Remediation
Beyond secret detection, Vault Radar has a suite of features to help teams efficiently remediate issues found by Radar.
The features are:
- Notification integrations
- Resource based roles
- Remediation recommendations
- Remediation actions
Notification integrations allow Vault Radar administrators to notify development teams when there is an event that needs remediation. We support integrations with:
- Microsoft Teams
- Jira
- ServiceNow
- Splunk
- PagerDuty
- Slack
Vault Radar administrators can also grant developer access to specific resources for least-privileged access at the group level.
Create groups at the HCP organization level, and then assign them to one or more data sources or repositories with Resource Contributor or Viewer roles. While the Resource Viewer role can only view information about a risk, a Resource Contributor can view and modify the state of a risk, possibly applying remediation to it.
Remediation documents provide recommendations to developers based on the type of secret found in code and the secret's activeness. There are currently four provided core remediation documents.
- Active or unknown AWS secrets
- Active or unknown GCP secrets
- Active or unknown secrets (general)
- Inactive secrets
Organizations can also create their own custom remediation documents and add the link to Vault Radar to make it available in-product.

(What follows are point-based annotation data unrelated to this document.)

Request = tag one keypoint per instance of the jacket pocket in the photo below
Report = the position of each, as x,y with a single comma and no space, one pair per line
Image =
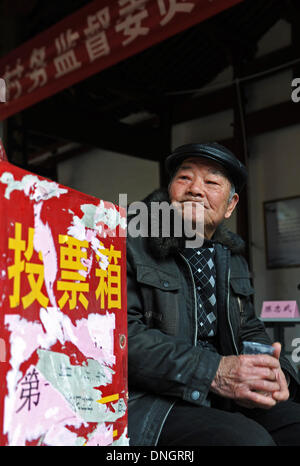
160,292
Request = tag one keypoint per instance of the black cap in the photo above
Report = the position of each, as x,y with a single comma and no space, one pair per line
236,171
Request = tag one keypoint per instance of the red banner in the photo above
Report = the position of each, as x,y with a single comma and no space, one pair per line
63,323
95,37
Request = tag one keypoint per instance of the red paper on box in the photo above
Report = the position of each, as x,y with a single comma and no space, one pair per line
63,345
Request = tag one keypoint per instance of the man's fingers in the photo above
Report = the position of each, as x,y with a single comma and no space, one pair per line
264,386
264,360
260,400
277,350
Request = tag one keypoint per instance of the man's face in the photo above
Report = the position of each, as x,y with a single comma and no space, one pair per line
199,180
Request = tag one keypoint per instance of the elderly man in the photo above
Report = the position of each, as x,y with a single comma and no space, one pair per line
189,312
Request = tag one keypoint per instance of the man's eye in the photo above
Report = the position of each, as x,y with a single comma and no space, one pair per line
211,182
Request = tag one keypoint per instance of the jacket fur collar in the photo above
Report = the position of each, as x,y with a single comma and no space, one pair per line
162,247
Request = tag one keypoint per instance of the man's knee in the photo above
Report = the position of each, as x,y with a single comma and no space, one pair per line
245,432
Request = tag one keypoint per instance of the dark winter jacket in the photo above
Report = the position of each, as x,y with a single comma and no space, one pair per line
164,362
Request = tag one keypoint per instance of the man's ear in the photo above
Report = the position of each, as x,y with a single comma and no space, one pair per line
231,206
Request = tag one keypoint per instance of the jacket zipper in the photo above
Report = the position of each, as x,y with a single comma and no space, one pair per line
195,299
195,341
228,312
163,423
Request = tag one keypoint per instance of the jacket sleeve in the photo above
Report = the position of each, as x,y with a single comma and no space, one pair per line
161,363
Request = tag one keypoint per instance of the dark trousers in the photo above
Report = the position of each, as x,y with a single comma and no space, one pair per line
210,426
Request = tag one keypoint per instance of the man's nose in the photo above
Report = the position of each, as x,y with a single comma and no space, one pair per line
196,189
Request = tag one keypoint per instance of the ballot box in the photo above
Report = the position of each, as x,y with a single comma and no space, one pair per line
63,331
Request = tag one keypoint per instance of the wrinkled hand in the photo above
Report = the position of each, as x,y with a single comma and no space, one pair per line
283,393
253,381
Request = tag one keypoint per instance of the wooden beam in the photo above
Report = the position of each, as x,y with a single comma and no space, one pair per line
66,124
191,108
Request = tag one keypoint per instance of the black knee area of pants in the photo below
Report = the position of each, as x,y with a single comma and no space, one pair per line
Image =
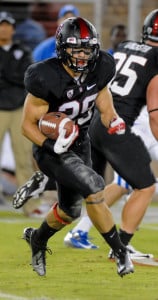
73,211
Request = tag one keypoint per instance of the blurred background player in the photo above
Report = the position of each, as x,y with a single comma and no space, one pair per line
15,58
47,48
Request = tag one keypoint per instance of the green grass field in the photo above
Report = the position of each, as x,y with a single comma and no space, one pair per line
72,274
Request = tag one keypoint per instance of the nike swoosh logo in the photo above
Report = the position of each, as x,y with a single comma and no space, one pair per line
90,87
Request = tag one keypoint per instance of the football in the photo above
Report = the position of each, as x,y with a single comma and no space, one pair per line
50,124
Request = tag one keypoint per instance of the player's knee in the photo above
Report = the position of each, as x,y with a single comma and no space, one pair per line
74,210
96,198
94,184
149,190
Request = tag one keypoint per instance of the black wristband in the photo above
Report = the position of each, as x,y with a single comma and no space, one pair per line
48,144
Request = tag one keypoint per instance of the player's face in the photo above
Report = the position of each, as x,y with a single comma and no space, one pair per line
80,56
6,31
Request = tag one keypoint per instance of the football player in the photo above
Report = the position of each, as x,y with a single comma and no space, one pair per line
73,83
134,62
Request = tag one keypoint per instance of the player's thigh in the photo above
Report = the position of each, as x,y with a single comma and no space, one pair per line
69,201
69,170
132,161
98,161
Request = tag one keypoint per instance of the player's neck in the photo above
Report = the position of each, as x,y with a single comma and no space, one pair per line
71,72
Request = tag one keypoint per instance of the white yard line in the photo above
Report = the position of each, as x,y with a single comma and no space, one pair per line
11,297
14,297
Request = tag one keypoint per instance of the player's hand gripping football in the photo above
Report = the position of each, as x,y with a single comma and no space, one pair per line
63,142
117,126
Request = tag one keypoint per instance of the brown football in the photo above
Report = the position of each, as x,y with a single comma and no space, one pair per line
50,123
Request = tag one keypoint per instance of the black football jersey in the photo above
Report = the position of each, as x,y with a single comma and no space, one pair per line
136,65
75,97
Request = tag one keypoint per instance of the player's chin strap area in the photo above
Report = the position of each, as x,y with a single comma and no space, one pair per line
57,217
152,110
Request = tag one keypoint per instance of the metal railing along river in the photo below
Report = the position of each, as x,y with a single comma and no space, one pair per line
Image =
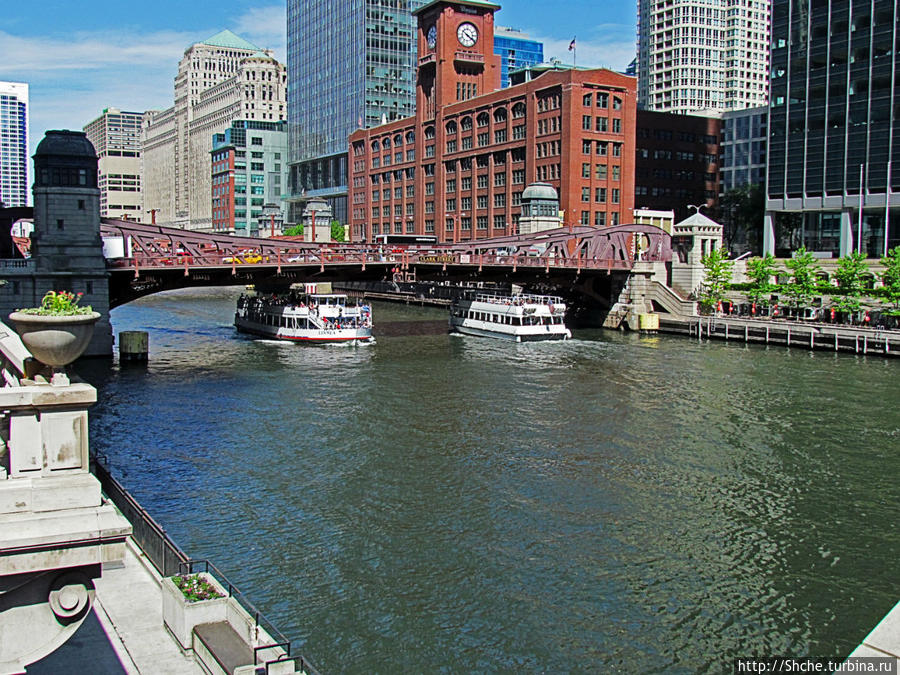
169,560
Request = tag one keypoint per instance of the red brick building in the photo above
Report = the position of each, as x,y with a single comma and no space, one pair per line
458,168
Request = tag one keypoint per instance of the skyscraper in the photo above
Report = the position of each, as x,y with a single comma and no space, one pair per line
220,80
516,50
834,127
702,55
116,136
13,143
351,64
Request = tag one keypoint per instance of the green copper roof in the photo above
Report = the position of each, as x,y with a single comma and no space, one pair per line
472,3
229,40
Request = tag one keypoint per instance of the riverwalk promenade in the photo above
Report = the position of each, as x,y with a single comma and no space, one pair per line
799,334
131,637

Remediation recommendations are also accessible within GitHub pull requests when using the Vault Radar GitHub App.
Remediation actions allows Vault Radar administrators to setup a connection between Radar and Vault that allows development teams to easily store leaked secrets in the correct Vault locations so they can expedite the remediation steps.
For instructions on how to set up remediation actions with Vault, read the Copy leaked secrets into HashiCorp Vault documentation.
Reducing false positives fatigue
To combat false positive fatigue, security teams should focus on improving detection engineering, tuning Vault Radar, and enhancing alert context. This involves reducing the volume of irrelevant alerts, providing more information about alerts, and automating investigations to prioritize genuine threats.
Key strategies to reduce false positive fatigue are:
- Prioritize by severity level: Focus on alerts with higher severity and potential impact, rather than overwhelming analysts with a large volume of low-priority alerts.
- Test custom regex patterns: Thoroughly test any new or modified detection rules to ensure they function as expected and don't introduce unintended consequences.
- Monitor false positives: Regularly monitor and analyze false positives to identify patterns and adjust rules accordingly, improving the overall accuracy of the scanning process.
- Exclude directories with mock data: This helps prevent Vault Radar from flagging mock data that is intentionally not sensitive.
- Manage ignore rules: The same applies for developing Global/repository specific ignore rules to reduce the flagging of findings that are not actually sensitive.